3-D Maze solving for navigation/manipulation planning
PHYSICAL SIMULATION SOFTWARE
Mechanical simulation,
Creature simulation,
Semantic simulation,
Task Simulation for collision and manipulation.
{JUFA;λ20;}
⊂3. SYSTEMS SOFTWARE.⊃
We (PDQ and BGB) are concerned that the Rubin/Gorin new
PDP-10 Time Sharing System planning has not included specific concern
for facillitating the successor to SAIL and LISP. Specifically memory
management, process structure, symbol tables, primary/secondary
storage communication, code-rellocation, code-linking, management of
library routines and system support for yesterday's computer graphics
(much less tommorrow's) should be included.
~High Level Language successor to SAIL and LISP.~
STEAM - Stanford Translator, Editor, Algol and Memory.
QUAIL - Quam's Universal A.I. Language.
The next generation of ordinary general purpose programming
language should be a well integrated triple of high language
(ALGOL-like), low language (machine environment) and user control
language (E-like text editor) that serves the purpose of an
incremental compiler. The language must provide a Record Structure
(nodes and links) that automatically can access very large memory
(disks) as well as public data. The language must provide means for
incrementally creating a very large system of code.

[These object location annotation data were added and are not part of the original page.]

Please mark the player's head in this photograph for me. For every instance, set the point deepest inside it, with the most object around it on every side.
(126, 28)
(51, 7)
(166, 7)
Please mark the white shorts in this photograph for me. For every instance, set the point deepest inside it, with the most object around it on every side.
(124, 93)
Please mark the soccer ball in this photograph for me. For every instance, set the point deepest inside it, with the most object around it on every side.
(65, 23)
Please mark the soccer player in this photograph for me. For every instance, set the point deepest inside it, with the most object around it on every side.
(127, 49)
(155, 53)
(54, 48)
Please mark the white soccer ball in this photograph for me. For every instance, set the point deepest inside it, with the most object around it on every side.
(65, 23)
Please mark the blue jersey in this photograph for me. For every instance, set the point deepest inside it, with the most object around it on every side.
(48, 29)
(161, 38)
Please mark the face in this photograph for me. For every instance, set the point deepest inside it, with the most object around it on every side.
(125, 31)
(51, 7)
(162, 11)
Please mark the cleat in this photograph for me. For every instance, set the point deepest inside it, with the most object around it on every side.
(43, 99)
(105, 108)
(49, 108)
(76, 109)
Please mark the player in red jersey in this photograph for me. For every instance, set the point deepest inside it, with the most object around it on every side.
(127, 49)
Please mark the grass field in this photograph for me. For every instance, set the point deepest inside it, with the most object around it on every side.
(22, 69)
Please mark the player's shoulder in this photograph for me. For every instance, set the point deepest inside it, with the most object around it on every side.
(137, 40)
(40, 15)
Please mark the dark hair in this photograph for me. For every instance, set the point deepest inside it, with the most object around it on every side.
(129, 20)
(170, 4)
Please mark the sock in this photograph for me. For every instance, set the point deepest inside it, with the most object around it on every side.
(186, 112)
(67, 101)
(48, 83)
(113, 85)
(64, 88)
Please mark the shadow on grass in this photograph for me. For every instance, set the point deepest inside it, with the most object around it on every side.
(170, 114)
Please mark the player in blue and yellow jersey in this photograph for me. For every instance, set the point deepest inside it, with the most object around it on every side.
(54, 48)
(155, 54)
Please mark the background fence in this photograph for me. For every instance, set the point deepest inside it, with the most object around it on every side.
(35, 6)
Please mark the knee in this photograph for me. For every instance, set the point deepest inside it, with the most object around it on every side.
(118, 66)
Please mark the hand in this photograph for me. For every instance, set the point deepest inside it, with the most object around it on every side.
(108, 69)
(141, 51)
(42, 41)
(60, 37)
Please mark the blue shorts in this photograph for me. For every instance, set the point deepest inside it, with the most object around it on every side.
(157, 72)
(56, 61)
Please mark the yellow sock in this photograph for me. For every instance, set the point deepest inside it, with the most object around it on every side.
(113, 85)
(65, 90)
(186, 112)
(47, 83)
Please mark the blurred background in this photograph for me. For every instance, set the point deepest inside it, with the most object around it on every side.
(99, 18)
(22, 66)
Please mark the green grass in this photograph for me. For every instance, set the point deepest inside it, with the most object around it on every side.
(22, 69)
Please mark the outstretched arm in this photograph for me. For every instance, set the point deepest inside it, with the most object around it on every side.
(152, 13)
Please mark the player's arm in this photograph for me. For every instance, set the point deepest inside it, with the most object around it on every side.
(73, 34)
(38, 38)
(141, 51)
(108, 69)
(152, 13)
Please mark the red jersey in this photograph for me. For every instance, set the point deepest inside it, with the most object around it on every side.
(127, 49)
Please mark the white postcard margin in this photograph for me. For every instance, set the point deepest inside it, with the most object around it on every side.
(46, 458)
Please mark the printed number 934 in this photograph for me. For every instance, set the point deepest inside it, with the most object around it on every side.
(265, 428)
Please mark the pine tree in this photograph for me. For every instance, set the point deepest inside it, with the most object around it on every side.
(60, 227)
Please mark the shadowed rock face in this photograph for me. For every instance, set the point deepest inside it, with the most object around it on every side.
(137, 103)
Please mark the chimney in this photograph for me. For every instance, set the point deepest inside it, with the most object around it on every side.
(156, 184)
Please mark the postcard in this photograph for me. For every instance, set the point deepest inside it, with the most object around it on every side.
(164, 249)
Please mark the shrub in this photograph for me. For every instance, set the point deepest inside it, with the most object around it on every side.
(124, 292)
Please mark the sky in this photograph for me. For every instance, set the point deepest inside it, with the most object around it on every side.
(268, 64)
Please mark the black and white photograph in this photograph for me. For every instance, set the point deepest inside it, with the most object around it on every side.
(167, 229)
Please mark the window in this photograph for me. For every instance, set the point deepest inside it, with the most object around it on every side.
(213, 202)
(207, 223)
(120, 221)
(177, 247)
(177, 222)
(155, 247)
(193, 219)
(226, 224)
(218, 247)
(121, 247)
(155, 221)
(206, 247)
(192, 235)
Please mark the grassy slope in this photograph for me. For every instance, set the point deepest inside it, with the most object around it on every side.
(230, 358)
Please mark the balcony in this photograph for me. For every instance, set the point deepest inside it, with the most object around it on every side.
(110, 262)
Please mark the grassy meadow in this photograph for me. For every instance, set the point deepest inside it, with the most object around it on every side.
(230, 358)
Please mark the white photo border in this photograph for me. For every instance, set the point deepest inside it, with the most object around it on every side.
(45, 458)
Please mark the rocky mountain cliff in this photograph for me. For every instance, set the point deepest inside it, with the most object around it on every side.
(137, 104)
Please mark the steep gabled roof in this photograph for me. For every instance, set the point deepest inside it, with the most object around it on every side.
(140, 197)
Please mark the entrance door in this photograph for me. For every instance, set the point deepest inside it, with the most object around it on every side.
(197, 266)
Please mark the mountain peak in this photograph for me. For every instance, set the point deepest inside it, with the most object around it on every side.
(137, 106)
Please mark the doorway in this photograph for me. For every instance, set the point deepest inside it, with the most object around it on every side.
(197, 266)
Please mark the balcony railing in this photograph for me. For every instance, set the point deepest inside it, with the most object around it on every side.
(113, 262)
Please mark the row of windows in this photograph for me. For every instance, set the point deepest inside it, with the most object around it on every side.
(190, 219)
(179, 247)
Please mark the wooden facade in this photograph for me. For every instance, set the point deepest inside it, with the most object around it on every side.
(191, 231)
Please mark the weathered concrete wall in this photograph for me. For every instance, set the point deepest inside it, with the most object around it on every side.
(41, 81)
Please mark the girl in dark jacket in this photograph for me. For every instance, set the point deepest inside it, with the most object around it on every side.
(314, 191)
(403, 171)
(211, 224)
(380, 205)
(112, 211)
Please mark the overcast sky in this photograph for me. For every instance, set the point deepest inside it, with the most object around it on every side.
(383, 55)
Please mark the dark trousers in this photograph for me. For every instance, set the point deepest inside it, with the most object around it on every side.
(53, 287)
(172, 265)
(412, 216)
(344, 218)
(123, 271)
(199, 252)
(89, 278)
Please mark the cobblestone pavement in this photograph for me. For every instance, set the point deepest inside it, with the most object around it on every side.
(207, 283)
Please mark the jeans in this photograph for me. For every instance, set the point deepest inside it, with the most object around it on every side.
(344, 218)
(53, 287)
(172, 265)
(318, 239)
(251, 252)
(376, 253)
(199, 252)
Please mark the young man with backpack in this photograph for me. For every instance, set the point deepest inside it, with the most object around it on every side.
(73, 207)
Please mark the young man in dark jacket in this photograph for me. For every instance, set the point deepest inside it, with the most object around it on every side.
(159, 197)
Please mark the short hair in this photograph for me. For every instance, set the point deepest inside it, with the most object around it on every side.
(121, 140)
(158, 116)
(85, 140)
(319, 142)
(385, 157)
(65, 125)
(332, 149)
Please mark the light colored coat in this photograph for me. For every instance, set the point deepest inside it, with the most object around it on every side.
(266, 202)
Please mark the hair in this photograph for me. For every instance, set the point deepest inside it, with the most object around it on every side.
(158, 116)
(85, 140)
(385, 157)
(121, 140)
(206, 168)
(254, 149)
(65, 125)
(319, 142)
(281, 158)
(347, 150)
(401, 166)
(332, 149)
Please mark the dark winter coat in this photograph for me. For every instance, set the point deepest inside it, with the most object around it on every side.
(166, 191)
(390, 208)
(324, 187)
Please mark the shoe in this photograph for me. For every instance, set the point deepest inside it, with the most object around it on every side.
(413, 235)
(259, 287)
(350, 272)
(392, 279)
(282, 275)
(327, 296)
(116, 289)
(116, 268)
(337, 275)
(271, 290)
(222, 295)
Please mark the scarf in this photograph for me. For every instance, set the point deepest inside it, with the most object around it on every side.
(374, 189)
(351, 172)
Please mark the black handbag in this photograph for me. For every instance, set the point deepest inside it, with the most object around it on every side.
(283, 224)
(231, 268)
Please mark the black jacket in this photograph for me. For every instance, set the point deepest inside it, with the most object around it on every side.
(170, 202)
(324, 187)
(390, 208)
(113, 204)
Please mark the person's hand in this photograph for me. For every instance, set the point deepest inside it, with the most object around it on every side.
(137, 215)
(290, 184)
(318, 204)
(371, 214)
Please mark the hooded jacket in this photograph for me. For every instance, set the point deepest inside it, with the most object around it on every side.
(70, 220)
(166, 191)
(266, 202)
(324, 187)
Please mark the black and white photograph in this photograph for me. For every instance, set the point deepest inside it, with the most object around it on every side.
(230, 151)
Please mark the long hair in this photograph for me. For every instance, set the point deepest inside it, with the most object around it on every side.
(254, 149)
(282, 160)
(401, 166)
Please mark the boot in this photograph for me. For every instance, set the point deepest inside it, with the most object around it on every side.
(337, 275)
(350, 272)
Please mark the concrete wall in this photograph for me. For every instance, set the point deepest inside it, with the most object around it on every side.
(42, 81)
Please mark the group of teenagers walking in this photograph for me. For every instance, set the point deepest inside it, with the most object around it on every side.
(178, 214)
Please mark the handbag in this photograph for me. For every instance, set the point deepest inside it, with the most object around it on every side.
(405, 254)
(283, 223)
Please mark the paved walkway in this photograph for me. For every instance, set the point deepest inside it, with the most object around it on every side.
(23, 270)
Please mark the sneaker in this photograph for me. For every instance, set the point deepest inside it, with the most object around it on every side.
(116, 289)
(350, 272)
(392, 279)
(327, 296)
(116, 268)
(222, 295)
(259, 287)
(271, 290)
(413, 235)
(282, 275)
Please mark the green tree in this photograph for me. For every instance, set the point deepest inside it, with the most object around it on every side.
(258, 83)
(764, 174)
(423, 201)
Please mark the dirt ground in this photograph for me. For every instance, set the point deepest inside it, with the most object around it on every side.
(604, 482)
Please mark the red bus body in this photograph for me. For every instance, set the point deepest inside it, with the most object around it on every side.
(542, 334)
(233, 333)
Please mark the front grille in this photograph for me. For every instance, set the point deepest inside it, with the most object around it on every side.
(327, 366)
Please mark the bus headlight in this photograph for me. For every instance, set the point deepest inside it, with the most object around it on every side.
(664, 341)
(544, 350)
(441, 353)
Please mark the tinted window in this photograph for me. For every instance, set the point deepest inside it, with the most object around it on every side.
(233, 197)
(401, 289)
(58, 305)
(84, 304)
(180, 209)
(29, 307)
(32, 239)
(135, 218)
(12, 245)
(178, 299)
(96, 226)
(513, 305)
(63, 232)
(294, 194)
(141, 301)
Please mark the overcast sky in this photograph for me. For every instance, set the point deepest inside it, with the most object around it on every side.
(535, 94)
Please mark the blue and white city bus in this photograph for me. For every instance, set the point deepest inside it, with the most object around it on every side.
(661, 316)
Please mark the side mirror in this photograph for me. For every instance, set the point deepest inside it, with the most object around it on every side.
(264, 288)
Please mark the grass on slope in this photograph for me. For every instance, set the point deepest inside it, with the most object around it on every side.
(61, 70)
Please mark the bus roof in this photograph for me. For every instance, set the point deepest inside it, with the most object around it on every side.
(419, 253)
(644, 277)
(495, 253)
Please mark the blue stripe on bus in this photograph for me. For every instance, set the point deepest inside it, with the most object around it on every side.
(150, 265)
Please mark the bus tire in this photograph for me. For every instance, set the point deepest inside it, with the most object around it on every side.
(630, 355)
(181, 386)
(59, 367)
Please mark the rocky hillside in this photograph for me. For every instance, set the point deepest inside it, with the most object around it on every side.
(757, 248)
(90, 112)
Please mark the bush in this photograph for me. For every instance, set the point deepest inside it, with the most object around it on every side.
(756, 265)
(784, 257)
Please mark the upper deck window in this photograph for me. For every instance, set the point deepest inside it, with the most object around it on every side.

\~Memory Management~ - Data Structure Paging, Information Retrieval,
Subroutine Library Management.
\~System support for Computer Graphics~ - for example a CUSP file format
for graphics/text/video that is tolerated by the text editors and
programming language handling programs is an essential minimum that Gorin
explicitly wishs to ignore.
⊂4. HARDWARE.⊃
Although we could make good use all of the following items
we expect to receive support for about half to two thirds of them.
{JA;λ5;}
~DISPLAY HARDWARE~
1. High Quality Vector Display Device - $20,000 to $100,000
2. Color Raster Display Device for Zonker Memory - $2,000
Two Sony Tritrons off the shelf.
2. High Quality Hardcopy Graphics Device - $50,000
~VISION RELATED HARDWARE~
1. Finish PDP-11/SPS-41 vision/robotics system - $5,000
2. Two Low Cost Television Cameras for stereo vision - $5,000
Two cameras and a Scheinman Pan/Tilt shoulder support.
3. One Low Cost Television Camera for hand held camera experiment - $2,000
4. High Quality Film Scanning Device - $50,000
5. One Color Television Camera - $15,000
{JUFA}
~ROBOTICS RELATED HARDWARE...~
1. Robot Repair Fund - $3,000
Money to be spent solely on robot repairs as necessary as
determined by the researchers. This money is not to be spent by the
laboratory administrators, and left over money (should no repairs be
necessary) shall be returned to the government.
2. New Cart - $10,000
3. Turntable for Hand/Eye Table - $500
A computer controlled turntable is a simple effective way an
object. The turntable should be operated by the computer rather than
manually in order to free research personel for other activities.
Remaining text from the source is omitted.